Ghazi capitanea a los más radicales de la mezquita, que han abandonado en los últimos dos días -en los que el Gobierno ha prorrogado sucesivos ultimatos- unos 1.700 alumnos de las dos 'madrasas' adyacentes, una para mujeres y otra para hombres. Sin embargo, muchas niñas siguen en el interior de la mezquita, una institución pública costeada por el Estado a la que familias de remotas zonas tribales envían a sus hijos a estudiar.
Ultimátum
Tras expirar el último ultimátum a las 10 de la mañana, hora peninsular española, los medios paquistaníes informaron de que el presidente, Pervez Musharraf, se había reunido con los responsables de gestionar esta crisis para evaluar la situación.
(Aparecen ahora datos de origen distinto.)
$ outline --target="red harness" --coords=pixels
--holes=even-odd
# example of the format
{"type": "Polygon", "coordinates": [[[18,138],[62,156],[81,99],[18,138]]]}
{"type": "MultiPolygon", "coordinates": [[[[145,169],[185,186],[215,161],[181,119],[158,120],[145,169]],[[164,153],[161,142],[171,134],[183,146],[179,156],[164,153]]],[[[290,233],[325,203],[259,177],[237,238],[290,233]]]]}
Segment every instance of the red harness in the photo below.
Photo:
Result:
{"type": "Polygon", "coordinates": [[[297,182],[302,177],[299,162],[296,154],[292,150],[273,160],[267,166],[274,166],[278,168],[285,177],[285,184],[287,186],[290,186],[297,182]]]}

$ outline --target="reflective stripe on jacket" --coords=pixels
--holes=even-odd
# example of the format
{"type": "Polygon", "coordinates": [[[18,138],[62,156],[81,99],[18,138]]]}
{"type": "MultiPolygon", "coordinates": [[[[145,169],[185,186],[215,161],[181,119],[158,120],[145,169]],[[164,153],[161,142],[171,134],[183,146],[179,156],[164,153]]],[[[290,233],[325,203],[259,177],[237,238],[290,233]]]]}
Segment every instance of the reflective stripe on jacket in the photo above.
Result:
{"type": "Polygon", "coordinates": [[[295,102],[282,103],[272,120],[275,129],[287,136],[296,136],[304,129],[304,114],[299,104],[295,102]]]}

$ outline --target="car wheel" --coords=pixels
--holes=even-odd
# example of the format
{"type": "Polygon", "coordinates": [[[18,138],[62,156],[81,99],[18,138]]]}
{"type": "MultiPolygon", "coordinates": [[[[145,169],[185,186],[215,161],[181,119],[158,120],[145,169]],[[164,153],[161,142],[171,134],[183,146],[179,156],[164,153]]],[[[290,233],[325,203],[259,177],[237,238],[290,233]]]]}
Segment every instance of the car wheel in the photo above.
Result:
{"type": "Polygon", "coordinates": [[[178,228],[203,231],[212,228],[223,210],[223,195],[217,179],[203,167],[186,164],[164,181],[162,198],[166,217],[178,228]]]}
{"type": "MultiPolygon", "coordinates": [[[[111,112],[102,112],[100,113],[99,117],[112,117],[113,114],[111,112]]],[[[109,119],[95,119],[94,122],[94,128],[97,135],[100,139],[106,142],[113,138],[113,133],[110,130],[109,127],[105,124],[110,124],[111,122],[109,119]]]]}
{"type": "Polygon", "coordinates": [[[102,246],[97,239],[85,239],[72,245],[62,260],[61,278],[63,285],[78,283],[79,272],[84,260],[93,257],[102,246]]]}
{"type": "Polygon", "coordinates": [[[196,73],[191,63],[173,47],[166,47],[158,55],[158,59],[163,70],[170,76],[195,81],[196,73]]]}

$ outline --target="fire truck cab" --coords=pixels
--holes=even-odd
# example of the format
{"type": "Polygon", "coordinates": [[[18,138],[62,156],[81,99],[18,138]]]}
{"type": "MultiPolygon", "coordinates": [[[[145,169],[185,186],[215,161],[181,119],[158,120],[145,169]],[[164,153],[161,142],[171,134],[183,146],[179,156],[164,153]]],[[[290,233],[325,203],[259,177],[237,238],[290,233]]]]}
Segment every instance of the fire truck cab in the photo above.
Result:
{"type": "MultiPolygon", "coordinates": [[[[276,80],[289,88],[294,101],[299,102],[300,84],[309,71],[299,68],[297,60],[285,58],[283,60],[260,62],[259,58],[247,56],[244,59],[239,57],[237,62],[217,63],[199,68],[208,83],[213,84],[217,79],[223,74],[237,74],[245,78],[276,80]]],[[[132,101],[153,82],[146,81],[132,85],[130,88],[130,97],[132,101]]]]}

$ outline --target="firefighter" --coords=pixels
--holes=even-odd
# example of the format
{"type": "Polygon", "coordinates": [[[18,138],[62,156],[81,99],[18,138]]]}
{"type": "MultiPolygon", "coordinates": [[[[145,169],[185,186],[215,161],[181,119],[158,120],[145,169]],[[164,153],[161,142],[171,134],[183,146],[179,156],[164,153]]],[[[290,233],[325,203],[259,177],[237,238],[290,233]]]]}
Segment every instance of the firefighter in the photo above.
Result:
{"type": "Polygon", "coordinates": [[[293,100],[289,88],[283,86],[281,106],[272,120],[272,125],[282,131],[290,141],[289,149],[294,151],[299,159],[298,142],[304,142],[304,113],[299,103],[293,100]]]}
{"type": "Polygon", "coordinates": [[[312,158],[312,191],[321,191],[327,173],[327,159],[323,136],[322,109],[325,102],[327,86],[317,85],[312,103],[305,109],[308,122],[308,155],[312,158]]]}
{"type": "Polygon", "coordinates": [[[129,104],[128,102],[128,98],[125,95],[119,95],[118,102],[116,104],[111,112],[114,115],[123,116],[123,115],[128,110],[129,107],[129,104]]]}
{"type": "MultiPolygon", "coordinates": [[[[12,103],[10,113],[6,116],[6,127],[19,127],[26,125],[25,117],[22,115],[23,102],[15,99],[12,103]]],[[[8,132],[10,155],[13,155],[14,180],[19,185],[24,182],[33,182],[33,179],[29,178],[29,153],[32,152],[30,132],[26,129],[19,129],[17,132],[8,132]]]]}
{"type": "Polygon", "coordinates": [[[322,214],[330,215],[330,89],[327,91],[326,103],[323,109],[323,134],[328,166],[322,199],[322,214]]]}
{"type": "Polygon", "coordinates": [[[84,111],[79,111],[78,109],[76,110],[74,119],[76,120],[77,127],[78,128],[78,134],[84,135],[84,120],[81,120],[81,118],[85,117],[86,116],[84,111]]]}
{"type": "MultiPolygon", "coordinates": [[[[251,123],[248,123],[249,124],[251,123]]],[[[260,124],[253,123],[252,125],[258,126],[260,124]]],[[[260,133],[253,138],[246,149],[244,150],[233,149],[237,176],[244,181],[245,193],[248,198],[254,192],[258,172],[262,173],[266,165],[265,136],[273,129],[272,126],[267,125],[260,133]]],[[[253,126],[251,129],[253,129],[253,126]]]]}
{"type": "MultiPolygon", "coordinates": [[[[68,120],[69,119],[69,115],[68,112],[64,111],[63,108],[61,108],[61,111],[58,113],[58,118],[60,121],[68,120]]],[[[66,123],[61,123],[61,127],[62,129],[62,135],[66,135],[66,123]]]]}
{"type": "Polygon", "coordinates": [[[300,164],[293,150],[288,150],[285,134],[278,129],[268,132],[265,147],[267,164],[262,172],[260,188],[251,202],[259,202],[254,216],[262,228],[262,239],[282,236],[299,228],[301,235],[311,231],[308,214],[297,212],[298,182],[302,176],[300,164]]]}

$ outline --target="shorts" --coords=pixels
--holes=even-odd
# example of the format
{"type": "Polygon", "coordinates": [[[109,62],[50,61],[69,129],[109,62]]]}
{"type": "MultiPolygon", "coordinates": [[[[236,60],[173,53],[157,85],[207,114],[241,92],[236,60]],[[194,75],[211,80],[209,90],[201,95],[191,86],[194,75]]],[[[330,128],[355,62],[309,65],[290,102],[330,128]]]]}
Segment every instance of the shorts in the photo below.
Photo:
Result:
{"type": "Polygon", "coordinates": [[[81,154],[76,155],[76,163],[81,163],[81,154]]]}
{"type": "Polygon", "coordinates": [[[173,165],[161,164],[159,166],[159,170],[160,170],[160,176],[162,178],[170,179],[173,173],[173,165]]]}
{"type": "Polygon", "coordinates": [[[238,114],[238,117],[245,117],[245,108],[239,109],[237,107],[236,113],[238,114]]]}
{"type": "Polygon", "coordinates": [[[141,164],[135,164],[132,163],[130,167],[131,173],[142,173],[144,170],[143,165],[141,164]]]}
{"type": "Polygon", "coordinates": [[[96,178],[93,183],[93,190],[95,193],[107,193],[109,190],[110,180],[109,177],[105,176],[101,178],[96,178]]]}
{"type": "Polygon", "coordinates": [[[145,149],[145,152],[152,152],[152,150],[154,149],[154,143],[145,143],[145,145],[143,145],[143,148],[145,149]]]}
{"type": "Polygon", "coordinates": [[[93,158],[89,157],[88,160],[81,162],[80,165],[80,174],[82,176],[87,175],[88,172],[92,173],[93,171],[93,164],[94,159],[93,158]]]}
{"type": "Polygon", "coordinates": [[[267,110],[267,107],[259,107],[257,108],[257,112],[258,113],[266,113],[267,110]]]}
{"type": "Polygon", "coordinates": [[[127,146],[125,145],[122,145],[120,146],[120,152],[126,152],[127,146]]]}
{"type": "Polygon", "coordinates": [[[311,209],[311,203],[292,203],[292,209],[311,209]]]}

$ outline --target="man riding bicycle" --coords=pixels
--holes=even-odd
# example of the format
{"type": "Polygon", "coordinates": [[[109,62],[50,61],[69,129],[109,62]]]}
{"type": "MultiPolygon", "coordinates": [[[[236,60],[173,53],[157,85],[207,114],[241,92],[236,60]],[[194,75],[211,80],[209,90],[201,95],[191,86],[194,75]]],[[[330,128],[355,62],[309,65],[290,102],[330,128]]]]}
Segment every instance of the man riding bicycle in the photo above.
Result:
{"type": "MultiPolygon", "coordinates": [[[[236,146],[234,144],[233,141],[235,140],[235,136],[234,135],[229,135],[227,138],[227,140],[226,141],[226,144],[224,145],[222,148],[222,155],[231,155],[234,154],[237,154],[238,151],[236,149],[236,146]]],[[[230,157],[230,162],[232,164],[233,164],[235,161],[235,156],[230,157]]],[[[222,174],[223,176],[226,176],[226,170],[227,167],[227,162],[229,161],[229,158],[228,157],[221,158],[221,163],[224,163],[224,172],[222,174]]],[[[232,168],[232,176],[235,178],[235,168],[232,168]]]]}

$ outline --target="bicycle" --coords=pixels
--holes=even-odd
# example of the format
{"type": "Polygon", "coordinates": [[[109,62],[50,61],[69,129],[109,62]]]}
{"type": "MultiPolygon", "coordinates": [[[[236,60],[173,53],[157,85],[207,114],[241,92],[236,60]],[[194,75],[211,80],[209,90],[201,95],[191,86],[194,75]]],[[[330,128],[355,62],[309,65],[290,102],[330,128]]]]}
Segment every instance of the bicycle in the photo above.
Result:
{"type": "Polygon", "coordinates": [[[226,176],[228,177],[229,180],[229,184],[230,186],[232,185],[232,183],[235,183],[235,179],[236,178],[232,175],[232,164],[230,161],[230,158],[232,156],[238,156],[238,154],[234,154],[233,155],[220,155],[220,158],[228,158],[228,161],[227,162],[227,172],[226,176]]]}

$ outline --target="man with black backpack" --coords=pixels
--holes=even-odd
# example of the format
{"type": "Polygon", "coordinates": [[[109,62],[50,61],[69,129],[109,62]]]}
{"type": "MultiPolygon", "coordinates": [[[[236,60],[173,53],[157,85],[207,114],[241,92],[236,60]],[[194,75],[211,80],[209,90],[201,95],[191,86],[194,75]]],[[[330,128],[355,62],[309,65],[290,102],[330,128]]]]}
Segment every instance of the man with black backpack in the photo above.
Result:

Padres de las alumnas que siguen en el interior del templo suplicaron a Musharraf que prorrogara el plazo, recordándole que sus hijas están ahí para recibir educación y nada tienen que ver con la crisis. Según algunas fuentes, los encerrados están utilizando a las menores como escudos humanos.
Desde dentro de la mezquita , donde el agua y la luz han sido cortados en días de fuerte calor en Islamabad, Ghazi exigió que el Gobierno garantice que no se tomarán medidas legales contra los radicales si deponen las armas.
El Ejecutivo anunció el miércoles que presentará cargos por asesinato tanto contra Ghazi como contra su hermano.
Tras los primeros enfrentamientos del pasado martes y miércoles, en los que murieron catorce personas, la madrugada de ayer un intenso humo cubrió la acordonada mezquita , en la que se registraron tiroteos y varias explosiones. Según una fuente diplomática en Islamabad, las fuerzas de seguridad lograron esta madrugada penetrar en el recinto y ocupar parte de sus instalaciones, aunque el gran asalto aún no ha sido lanzado.
Durante el día, continuaron los llamamientos por altavoces de las fuerzas de seguridad para que los seminaristas se entregaran, que sólo atendieron unas pocas docenas de estudiantes. Según una fuente oficial, los estudiantes islámicos que han abandonado la mezquita en los últimos días dijeron a las autoridades que la mayoría de ellos querían rendirse, pero que el clérigo Ghazi no se lo permite.
Mediación
Medios paquistaníes dijeron que el régimen aún confía en una solución pacífica de la crisis, para lo cual mantiene una comunicación telefónica abierta entre Ghazi y el presidente de la gubernamental Liga Musulmana, Chaudhry Shujaat Hussain. Este último ya actuó como negociador en abril, cuando los responsables de la mezquita reclamaron al Gobierno la imposición total de la 'sharia' o ley islámica y crearon un tribunal paralelo al estilo talibán encargado de su observancia.
Aziz advirtió entonces de que sus seguidores cometerían atentados suicidas por todo el país si Musharraf impedía el cumplimiento de la 'sharia', y aseguró tener a cerca de 10.000 hombres dispuestos a ello en nombre de la 'yihad'.